Some of the key success factors for the mid-market resort segment include being able to reach the international mass market, as well as price-sensitive domestic tourism. Accessibility is a key parameter with these resorts, although properties that are very central are usually avoided, since this tends to increase the cost of land for investors and room rates for hotel guests. Mid-market resorts are now increasingly targeting the growing price-sensitive travelers in the GCC, buoyed by the rapid increase of inbound travel from source markets fitting this criteria, such as India and China. There is growing evidence that greater opportunities exist in developing and investing in mid-market resort assets, since they typically have lower development costs, low barriers to entry and a less competitive landscape when compared to the upper-tier, 5-Star resort segment.
Opportunities for mid-market resorts in the GCC
United Arab Emirates
Given their tourism product and resources, each of the seven emirates is well suited to introduce mid-market resort supply offerings to complement the existing resort supply. Typical mid-market resort opportunities include:
• Beach resorts (all seven Emirates)
• City resorts (Abu Dhabi and Dubai)
• Nature/heritage resorts (Northern Emirates)
• Desert resorts (all seven Emirates)
• Theme and water park resorts (Dubai, Abu Dhabi and Ras Al Khaimah)
Oman is home to many eco, cultural and heritage attractions including four UNESCO World Heritage sites, which demonstrates its strong potential for resort supply. Several marketing campaigns have been launched in recent years, including Oman Tourism Development Plan 2040, in an effort to further promote tourism in the country. Given the tourism product and resources, key destinations for mid-market resorts include:
• Beach and city resorts (Salalah, Muscat and its surroundings)
• Desert and nature/heritage resorts (Nizwa, Jabal Akhdhar and Jebel Shams)
Currently, Riyadh (city resorts and Istirahas), Jeddah (beach resorts) and Greater Dammam (beach resorts) represent the main resort destinations in KSA. However, leisure and entertainment tourism represents an integral part of the Vision 2030 plan, which includes objectives such as development of facilities and entertainment options to sustain tourism growth in the country. Although the upcoming high-profile resort developments are likely to focus on 5-Star resorts, an abundance of mid-market resort opportunities still exist throughout the Kingdom, which would appeal primarily to the domestic and regional segments, as well as religious tourists extending their stays beyond Makkah and Madinah.

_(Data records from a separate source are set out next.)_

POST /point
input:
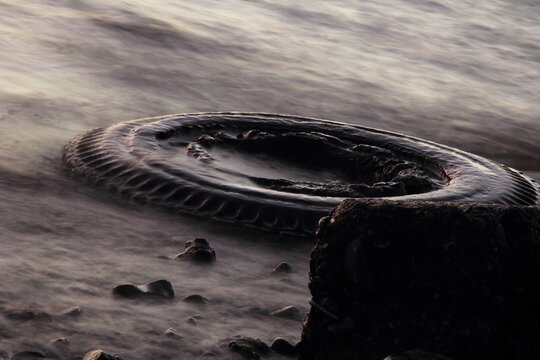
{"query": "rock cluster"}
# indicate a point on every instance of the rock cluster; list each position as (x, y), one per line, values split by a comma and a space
(425, 281)
(198, 250)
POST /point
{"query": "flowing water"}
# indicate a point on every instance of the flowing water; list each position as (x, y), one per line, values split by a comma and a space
(463, 73)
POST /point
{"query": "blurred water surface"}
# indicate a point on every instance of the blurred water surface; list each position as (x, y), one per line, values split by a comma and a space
(463, 73)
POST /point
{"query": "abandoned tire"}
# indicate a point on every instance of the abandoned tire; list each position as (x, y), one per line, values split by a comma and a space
(280, 173)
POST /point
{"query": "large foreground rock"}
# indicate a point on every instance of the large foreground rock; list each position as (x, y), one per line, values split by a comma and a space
(459, 281)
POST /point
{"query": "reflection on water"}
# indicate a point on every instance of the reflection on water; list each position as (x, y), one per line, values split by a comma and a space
(462, 73)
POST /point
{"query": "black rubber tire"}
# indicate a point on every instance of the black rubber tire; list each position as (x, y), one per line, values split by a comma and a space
(116, 157)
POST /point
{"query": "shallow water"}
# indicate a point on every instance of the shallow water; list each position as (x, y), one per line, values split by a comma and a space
(461, 73)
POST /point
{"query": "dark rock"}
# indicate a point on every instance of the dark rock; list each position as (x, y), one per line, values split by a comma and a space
(171, 332)
(283, 347)
(159, 288)
(61, 341)
(26, 315)
(288, 312)
(100, 355)
(247, 347)
(27, 355)
(196, 299)
(459, 280)
(72, 311)
(416, 355)
(198, 250)
(282, 268)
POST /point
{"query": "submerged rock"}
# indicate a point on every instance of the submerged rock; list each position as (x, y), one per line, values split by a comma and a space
(288, 312)
(100, 355)
(158, 288)
(172, 333)
(72, 311)
(283, 347)
(26, 314)
(248, 348)
(196, 299)
(27, 355)
(282, 268)
(459, 280)
(198, 250)
(61, 341)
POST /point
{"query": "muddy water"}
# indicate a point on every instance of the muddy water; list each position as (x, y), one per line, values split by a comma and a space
(462, 73)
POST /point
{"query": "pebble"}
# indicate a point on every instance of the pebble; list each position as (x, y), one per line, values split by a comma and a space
(60, 341)
(159, 288)
(100, 355)
(72, 311)
(24, 355)
(198, 250)
(196, 299)
(247, 347)
(171, 332)
(282, 268)
(283, 347)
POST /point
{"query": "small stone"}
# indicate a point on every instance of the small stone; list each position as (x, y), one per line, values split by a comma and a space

The government of Kuwait is increasing its focus on the development of leisure tourism within the country. This is evident in the country’s most recent economic plan – Kuwait Vision 2035 – and the numerous mega projects, such as Silk City, which have been earmarked for development. This gradual advancement is expected to open up long-term opportunities for the resort segment in Kuwait, which has historically been smaller than those of its GCC peers.
Bahrain’s millennia-long history as a trading hub, which dates back to its role as a key node between Mesopotamia and the Indus Valley, has provided it with an unusually rich legacy of archaeological and historical landmarks, including two UNESCO heritage sites. The kingdom also boasts a flourishing shopping and entertainment sector which attracts a healthy base of regional inbound travelers by road. These fundamentals provide a strong argument for the development of resorts, especially the mid-market variety, to complement the existing and planned high-end resort supply, which is significantly higher than in other segments.